Bruce Carneal bcarneal at gmail.com
Fri Mar 11 09:37:41 UTC 2022


On Friday, 11 March 2022 at 06:41:37 UTC, Paulo Pinto wrote:
> On Friday, 11 March 2022 at 04:03:50 UTC, Nicholas Wilson wrote:
>> On Thursday, 10 March 2022 at 15:49:36 UTC, Paulo Pinto wrote:
>>> C# metaprogramming is called T4 templates, Roslyn plug-ins, 
>>> compiler attributes, reflection and code generators.
>>>
>>> Are they clunkier than D?
>>>
>>> Surely, however C# comes with Unity (what happened to 
>>> Remedy?), Orleans, CUDA (including GPGPU debugging), IoT 
>>> (Meadows), Cloud SDKs for GCP/AWS/Azure, Blazor, Uno, 
>>> MAUI,....
>>>
>>> D, well it has MIR and vibe.d, that is about it.
>>
>> I feel compelled to mention dcompute here as a competitor for 
>> CUDA. It is a substitute for the kernel language and the 
>> runtime is just as easy to use. It can run on CUDA ( as a 
>> backend) so all the same tools will work including debugging 
>> (modulo probably demangling support).
>
> What is dcompute answer to Hybridizer alongsiside Visual Studio 
> and Nsights?
>
> https://developer.nvidia.com/blog/hybridizer-csharp/
>
> https://developer.nvidia.com/nsight-visual-studio-edition

I enjoyed the pretty graphs and summaries produced by Nsight back 
in my CUDA days but I was then, and still am, more interested in 
the leverage provided by language directly.

That said, we can add tooling, and we should.  For all I know 
hooking dcompute code into Nsight, for example, may be as easy as 
running under a C++ main and linking with nvcc.  I plan to pitch 
in on dcompute myself after the current project and enabling 
Nsight seems like a good place to start (maybe someone has 
already done it, I've not looked for it...)

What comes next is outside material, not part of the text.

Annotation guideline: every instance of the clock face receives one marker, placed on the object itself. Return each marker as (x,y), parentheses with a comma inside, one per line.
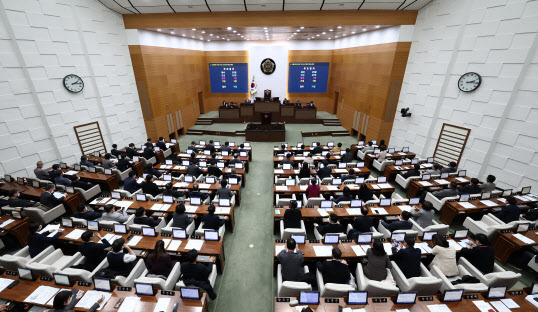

dcompute can be improved but in my experience it is, already, 
head and shoulders above C++ when it comes to producing readable, 
performant, kernels quickly.  OTOH, if you're a total tool fanboy 
you're probably better off with something else, at least for now.

I've not tried Csharp on GPUs, hybridizer or otherwise.  Was the 
GPU meta programming capability there not too "clunky"?  How did 
your performance compare to well crafted C++/CUDA implementations?